Page One

Campus Computing News

Time to Renew PRAS Subscriptions

New Telecom Service Request Procedures

GroupWise E-Mail Issues

Windows 98: Personally I Like it!!

Statistical Computing Tips: S-Plus

The Network Connection

List of the Month

WWW@UNT.EDU

Short Courses

IRC News

Staff Activities

Shift Key

    

Statistical Computing Tips: S-Plus

By Rich Herrington, Research and Statistical Support Services Consultant

The Research and Statistical Support Group in Academic Computing Services will be supporting the S-Plus statistical package this fall. Additionally, short courses on S-Plus will be provided. In this column, we give a brief introduction to this product.

An object oriented programming environment for statistics and data analysis

S-Plus is a value-added commercial version (sold by MathSoft, Inc.) of the programming environment "S" developed by Richard A. Becker, John M. Chambers, and Allan R. Wilks of AT&T Bell Laboratories Statistics Research Department (now Lucent Technologies). S-Plus has an integrated suite of software facilities for data manipulation, computation, and graphical display.
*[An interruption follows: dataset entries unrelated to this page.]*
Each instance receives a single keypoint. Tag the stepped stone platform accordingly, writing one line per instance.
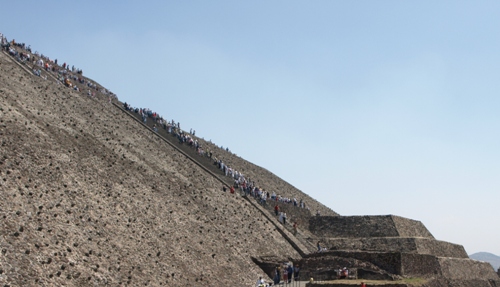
(390, 248)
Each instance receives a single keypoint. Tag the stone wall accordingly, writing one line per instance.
(419, 265)
(440, 248)
(466, 269)
(366, 226)
(410, 228)
(397, 244)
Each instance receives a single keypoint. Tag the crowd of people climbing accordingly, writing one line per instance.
(241, 183)
(70, 76)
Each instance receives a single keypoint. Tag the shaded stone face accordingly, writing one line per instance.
(367, 226)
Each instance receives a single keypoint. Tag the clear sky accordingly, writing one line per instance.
(371, 107)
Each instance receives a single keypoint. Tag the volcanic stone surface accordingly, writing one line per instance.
(90, 197)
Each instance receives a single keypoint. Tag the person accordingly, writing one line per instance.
(277, 276)
(296, 270)
(344, 273)
(290, 273)
(260, 282)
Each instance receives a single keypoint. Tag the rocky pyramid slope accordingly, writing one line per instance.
(92, 198)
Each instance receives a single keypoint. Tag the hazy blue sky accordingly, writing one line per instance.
(371, 107)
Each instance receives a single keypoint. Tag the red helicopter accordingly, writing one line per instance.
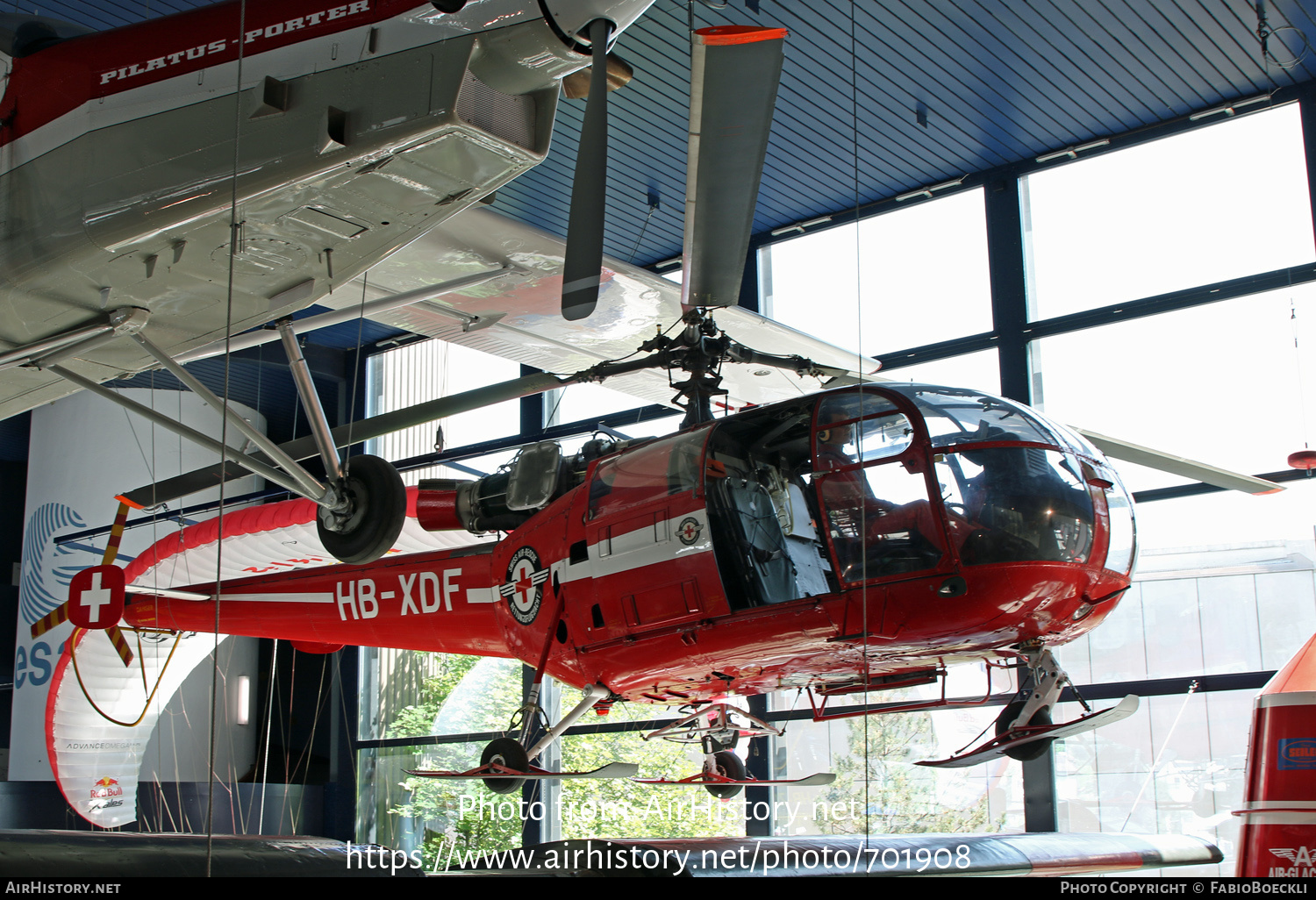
(857, 539)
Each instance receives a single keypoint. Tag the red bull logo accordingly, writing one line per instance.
(105, 787)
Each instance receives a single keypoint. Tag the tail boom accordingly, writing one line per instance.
(439, 602)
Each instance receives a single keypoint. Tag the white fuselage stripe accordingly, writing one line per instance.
(642, 549)
(278, 597)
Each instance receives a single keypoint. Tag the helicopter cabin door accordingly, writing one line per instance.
(765, 523)
(647, 541)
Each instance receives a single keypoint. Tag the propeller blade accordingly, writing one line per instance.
(1166, 462)
(734, 73)
(583, 262)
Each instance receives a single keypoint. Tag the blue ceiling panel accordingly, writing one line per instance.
(994, 83)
Included in this array of facilities are among others (version 4.5):

  1. An elegant object oriented programming language that includes an enormous amount of functionality (over 2,000 functions). This programming language includes conditionals, loops, and user defined recursive functions;

  2. State of the art exploratory graphical algorithms such as lowess (locally weighted regression smoothing) and trellis graphics (methods for visualizing multivariate data), interactive 2-D and 3-D scatterplot brushing techniques;

  3. Robust methods such as LTS regression (least trimmed regression), LAD regression (least absolute deviation regression, M estimates, and nonparametric regression (Alternating Conditional Expectations, Projection Pursuit Regression);

  4. Modern methods of statistical modeling (general bootstrap and jacknife routines, linear and nonlinear mixed effects models, an object-oriented matrix library, GAM modeling - Generalized Additive Model, and GLM modeling - Generalized Linear Models).

S-Plus (as of version 4.0) includes a graphical interface to most of the data manipulation and statistical algorithms available in S-Plus (for a demonstration of the graphical capabilities of S-Plus refer to http://www.mathsoft.com/splus/splsprod/splsdes.html). However, the real power of S-Plus lies in its programmability through the command interface. The S-Plus language is interactive, as each command is executed as they are entered. The S-Plus language is based on the use of functions to perform calculations, set system options, manipulate graphical objects, fit statistical models, etc. Variables can refer to scalar values, vectors, matrices, or other forms (lists - an arbitrary collection of scalars, vectors, matrices or other objects).

Most importantly, the S-Plus language is an object oriented programming language. Read "Object-Oriented Programming in S-PLUS" for a discussion of object oriented programming in S-Plus.

The S-Plus User Community

Perhaps the most valuable feature of S-Plus is the active user community, which provides S-Plus code and programming advice on the S-news mailing list (to subscribe, send an electronic message to s-news-request@utstat.toronto.edu with the message subscribe). A fairly large collection of freeware S-Plus code can be found on the statlib Web server. Moreover, S-Plus seems to be a popular choice among applied statisticians for the development of new statistical algorithms. S-Plus functions are usually provided by authors, free of charge. For example, selections of texts that include the complete S-Plus implementation for their statistical algorithms are:

  • "Applied Wavelet Analysis with S-PLUS" by Andrew Bruce and Hong-Ye Gao MathSoft Data Analysis Products Division Springer-Verlag, New York, NY, 1996.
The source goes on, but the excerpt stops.